The trustee failed to offer any evidence to “establish — by direct facts and not by speculative personal opinion — that his injury is special and different from the concerns of the rest of the community.” Barvenik v. Aldermen of Newton, 33 Mass. App. Ct. 129, 132 (1992). Accordingly, the judge did not err in ruling that the trustee is not an aggrieved person under G. L. c. 40A, § 17.

*5553. Propriety of treating the motion to dismiss as one for summary judgment. The trustee next challenges the judge’s treatment of the defendants’ motion under Mass. R. Civ. P. 12 (b) (1), as a summary judgment motion.6 To support this challenge, he relies solely on Watros v. Greater Lynn Mental Health & Retardation Ass’n, 421 Mass. 106, 109 (1995). In that case we concluded that a motion to dismiss brought under rule 12 (b) (1) was not required to be treated as a motion for summary judgment where the judge considered matters outside the pleadings. We reasoned that, under the plain language of rule 12, where a party presented (and the judge admitted) material outside the pleadings, only Mass. R. Civ. P. 12 (b) (6), 365 Mass. 754 (1974) (failure to state a claim on which relief can be granted) compels the judge to treat the motion to dismiss as one for summary judgment. However, we have never held that this logic precludes a judge from treating a motion under rule 12 (b) (1) as one for summary judgment in the appropriate circumstance. We decline to do so here. The judge acted within her discretion in treating the defendant’s motion to dismiss as a motion for summary judgment.
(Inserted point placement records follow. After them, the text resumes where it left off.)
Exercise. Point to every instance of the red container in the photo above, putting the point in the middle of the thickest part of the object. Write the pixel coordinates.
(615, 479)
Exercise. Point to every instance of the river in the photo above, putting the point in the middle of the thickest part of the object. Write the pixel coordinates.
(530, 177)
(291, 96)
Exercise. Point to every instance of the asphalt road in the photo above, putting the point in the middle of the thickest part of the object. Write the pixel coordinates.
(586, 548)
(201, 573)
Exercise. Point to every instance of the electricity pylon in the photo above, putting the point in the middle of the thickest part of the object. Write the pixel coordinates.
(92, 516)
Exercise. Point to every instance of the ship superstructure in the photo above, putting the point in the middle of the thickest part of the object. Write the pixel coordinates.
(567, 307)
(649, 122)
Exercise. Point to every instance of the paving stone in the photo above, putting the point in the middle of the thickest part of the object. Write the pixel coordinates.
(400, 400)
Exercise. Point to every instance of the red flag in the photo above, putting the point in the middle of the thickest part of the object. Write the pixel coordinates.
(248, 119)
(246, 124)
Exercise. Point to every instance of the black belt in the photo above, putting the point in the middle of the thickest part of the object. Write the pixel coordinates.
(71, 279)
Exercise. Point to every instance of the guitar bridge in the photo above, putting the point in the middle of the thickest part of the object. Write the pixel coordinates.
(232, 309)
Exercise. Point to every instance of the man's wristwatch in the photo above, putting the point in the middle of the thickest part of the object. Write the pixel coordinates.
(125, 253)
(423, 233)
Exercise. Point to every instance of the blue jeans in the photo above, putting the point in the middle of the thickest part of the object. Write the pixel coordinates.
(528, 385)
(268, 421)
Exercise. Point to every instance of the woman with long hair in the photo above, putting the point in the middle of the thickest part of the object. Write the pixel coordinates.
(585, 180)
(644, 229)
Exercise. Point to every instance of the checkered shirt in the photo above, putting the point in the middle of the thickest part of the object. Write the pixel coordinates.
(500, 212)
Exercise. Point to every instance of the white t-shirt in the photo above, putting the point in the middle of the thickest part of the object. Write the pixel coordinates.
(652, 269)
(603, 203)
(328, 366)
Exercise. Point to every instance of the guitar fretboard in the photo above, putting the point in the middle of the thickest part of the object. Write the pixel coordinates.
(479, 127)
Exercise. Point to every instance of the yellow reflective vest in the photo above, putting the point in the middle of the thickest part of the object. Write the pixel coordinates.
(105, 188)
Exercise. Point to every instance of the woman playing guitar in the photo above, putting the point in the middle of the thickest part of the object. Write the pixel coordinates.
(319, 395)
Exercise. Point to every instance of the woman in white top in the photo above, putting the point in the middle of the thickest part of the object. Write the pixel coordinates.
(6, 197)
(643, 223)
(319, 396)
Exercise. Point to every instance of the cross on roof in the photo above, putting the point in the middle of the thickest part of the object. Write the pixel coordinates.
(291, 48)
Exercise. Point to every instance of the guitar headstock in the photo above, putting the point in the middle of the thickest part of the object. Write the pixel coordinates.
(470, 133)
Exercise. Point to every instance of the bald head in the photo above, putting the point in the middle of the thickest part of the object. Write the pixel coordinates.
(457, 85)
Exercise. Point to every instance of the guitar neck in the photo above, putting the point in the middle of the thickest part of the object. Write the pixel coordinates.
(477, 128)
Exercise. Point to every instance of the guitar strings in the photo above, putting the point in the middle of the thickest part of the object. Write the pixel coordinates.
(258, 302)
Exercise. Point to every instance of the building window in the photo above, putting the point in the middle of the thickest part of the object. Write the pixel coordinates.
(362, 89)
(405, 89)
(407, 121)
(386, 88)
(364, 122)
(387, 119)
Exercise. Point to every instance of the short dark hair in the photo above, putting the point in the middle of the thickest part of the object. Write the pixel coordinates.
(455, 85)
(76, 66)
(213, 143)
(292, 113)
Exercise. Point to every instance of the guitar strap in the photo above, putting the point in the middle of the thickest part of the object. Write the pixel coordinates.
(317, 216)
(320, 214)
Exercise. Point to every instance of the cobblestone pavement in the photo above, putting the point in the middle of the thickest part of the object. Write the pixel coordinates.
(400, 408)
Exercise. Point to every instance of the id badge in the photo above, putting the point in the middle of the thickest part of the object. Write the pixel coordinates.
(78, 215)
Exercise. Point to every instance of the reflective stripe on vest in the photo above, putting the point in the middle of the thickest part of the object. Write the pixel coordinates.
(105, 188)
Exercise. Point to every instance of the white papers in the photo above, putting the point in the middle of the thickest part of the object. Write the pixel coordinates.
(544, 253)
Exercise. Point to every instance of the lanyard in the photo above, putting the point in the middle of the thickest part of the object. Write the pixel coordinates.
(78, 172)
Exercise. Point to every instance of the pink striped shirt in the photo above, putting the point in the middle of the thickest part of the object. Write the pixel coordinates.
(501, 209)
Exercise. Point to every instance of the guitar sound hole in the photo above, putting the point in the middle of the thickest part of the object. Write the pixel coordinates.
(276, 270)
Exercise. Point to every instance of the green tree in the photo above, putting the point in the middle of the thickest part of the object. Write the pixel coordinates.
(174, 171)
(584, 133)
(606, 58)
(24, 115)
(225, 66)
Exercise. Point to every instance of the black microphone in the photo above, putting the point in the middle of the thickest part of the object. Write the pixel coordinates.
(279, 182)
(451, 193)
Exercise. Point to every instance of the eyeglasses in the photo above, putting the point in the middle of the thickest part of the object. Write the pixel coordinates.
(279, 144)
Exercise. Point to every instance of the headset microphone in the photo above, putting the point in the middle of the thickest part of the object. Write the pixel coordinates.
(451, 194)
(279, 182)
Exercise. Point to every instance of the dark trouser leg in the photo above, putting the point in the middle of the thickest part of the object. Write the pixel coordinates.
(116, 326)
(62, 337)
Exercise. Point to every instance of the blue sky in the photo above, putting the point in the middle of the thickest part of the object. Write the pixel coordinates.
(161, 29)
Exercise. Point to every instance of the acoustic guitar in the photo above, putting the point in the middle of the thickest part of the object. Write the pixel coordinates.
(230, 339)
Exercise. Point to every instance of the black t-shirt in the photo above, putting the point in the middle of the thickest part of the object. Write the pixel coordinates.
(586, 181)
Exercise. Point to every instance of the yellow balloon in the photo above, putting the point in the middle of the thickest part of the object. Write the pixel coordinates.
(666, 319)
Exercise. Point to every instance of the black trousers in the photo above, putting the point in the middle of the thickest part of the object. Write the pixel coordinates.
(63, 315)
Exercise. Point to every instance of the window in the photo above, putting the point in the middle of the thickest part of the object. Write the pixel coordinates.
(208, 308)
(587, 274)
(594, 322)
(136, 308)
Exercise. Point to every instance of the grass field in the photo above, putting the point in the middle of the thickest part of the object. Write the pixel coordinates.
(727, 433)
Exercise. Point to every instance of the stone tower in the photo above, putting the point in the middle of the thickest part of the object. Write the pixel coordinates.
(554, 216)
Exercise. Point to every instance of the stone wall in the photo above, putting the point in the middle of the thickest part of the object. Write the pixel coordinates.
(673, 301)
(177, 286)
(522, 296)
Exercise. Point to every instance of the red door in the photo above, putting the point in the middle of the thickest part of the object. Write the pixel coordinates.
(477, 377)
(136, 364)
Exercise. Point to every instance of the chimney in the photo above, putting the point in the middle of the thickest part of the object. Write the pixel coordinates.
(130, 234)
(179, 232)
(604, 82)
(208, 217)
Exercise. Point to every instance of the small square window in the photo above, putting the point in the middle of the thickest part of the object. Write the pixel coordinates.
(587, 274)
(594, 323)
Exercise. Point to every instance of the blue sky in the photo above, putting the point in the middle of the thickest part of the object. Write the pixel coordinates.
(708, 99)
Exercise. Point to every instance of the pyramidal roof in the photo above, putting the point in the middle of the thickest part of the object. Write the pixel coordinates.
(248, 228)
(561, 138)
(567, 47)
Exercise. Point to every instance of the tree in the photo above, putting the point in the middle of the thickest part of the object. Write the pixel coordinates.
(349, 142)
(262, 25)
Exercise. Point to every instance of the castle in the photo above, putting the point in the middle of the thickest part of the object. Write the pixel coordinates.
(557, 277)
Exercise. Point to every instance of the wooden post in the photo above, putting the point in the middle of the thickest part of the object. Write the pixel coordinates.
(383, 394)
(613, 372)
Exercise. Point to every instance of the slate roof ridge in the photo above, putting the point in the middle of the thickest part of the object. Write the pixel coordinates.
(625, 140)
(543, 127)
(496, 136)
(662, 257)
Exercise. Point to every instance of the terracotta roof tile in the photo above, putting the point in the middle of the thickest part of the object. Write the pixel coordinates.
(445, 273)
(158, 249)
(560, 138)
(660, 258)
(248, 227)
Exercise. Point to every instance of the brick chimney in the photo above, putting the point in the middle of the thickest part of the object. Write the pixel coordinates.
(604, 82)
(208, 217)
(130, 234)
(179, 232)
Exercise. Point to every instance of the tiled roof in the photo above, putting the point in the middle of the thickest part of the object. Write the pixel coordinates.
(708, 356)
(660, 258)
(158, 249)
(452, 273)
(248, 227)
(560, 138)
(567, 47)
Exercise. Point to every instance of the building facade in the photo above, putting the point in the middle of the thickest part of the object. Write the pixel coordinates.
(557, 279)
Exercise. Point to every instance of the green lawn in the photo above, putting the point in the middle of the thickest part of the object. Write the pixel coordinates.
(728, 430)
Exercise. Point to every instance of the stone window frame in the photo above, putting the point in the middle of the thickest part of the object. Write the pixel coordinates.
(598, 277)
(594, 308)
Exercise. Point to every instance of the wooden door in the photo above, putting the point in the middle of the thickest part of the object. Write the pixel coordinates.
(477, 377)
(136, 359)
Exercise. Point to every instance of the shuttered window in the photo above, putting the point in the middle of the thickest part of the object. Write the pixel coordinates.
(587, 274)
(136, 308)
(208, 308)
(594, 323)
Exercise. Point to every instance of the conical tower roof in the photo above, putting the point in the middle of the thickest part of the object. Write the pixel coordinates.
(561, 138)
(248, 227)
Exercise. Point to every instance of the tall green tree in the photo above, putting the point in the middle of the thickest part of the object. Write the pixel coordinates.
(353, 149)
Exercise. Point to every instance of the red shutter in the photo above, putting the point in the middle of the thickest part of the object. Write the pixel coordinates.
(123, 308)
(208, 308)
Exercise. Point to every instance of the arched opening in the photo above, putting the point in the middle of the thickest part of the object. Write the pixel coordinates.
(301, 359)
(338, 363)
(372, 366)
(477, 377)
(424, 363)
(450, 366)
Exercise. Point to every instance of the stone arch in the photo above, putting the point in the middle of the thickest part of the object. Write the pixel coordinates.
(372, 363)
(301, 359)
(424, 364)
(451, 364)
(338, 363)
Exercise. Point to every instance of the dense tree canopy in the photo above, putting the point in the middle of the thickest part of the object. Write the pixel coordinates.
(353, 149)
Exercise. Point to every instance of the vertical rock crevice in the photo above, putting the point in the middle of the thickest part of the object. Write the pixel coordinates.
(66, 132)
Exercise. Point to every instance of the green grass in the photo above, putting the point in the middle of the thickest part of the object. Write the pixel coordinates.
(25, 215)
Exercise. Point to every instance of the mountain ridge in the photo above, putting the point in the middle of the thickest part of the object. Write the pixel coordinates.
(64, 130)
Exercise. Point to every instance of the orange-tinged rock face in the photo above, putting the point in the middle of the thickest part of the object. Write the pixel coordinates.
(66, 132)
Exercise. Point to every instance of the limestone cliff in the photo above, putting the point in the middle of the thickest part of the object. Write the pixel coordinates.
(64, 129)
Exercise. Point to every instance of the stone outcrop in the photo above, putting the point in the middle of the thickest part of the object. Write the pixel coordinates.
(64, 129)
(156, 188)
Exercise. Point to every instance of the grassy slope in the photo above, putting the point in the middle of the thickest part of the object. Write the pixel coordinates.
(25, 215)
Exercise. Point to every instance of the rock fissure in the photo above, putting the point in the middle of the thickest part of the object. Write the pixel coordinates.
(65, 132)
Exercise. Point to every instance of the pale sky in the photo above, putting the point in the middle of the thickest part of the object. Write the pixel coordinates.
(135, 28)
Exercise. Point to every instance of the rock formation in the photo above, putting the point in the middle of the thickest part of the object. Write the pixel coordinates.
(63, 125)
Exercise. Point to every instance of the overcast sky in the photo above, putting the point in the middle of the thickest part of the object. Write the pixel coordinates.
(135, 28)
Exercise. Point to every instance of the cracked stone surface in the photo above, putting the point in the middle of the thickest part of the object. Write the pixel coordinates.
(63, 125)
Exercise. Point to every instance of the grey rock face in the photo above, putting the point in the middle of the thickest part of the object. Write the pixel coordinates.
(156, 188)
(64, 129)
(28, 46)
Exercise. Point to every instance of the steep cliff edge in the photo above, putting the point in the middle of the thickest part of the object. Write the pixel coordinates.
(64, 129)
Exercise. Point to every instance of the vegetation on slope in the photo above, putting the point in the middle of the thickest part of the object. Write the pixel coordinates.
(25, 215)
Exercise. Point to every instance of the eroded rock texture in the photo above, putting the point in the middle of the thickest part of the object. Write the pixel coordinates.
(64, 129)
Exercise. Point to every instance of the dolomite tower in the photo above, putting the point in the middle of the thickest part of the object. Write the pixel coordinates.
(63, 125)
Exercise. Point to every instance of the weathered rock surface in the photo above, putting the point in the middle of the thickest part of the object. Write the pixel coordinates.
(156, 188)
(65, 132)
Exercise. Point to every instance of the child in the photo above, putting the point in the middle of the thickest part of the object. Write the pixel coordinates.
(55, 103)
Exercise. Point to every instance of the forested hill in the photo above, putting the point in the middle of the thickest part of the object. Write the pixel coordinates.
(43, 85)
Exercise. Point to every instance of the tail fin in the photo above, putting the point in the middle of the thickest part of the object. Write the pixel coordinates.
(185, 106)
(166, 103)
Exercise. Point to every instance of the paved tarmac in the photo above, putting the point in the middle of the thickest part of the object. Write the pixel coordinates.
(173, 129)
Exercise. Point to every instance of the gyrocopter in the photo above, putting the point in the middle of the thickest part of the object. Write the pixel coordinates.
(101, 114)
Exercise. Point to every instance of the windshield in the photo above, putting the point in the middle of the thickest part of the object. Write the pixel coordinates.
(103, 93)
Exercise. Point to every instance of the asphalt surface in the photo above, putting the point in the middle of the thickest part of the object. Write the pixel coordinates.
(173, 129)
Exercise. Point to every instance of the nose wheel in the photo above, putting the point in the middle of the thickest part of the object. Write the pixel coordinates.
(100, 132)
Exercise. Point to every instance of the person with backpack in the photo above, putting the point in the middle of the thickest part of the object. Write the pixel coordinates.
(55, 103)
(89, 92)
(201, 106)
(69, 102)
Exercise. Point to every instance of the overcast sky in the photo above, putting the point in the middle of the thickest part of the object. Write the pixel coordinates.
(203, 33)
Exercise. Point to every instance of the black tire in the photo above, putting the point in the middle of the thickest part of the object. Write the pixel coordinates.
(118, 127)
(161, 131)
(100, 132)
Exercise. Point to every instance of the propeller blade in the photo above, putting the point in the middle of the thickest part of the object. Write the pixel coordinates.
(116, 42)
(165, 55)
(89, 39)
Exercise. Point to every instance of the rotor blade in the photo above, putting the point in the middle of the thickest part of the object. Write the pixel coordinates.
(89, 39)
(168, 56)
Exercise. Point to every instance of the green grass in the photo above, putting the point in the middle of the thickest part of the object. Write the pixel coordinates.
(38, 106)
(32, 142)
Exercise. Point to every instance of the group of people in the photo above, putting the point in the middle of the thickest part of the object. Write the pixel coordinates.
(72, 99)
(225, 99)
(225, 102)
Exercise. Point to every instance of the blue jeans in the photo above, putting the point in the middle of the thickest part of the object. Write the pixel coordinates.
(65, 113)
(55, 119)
We therefore conclude that the judge’s dismissal was proper and affirm the decision.

So ordered.

General Laws c. 40B, § 21, provides in part: “Any public agency . . . proposing to build low or moderate income housing may submit to the board of appeals ... a single application to build such housing . . . .”

General Laws c. 40B, § 21, further provides in relevant, part: “Any person aggrieved by the issuance of a comprehensive permit or approval may appeal to the court as provided in section seventeen of chapter forty A.”

General Laws c. 40A, § 17, in turn, provides: “Any person aggrieved by a decision of the board of appeals . . . may appeal . . . .” Thus, a party must be “aggrieved” to have standing.

We note that, despite his objection to the judge’s application of G. L. c. 40A’s standing requirements to appeals under G. L. c. 40B, the trustee suggests no alternative standard.

The trustee also argues that the judge improperly ignored his assertion that the defendants’ failure to serve him with a copy of the deposition statements and affidavit (on which they partially relied in moving to dismiss the action) did not comport with Rule 9A of the Rules of the Superior Court (1999). Rule 9A (a) (1) provides in part: “The moving party shall serve with the motion a statement of reasons, including supporting authorities, why the motion should be granted. . . . Affidavits and other documents setting forth or evidencing facts on which the motion is based shall be served with the motion.” This argument is unavailing. Even without the unserved documents, the pleadings alleged only generalized damages. Because the pleadings alone would have sufficiently rebutted the standing presumption, the error, if any, did not prejudice the trustee’s claim.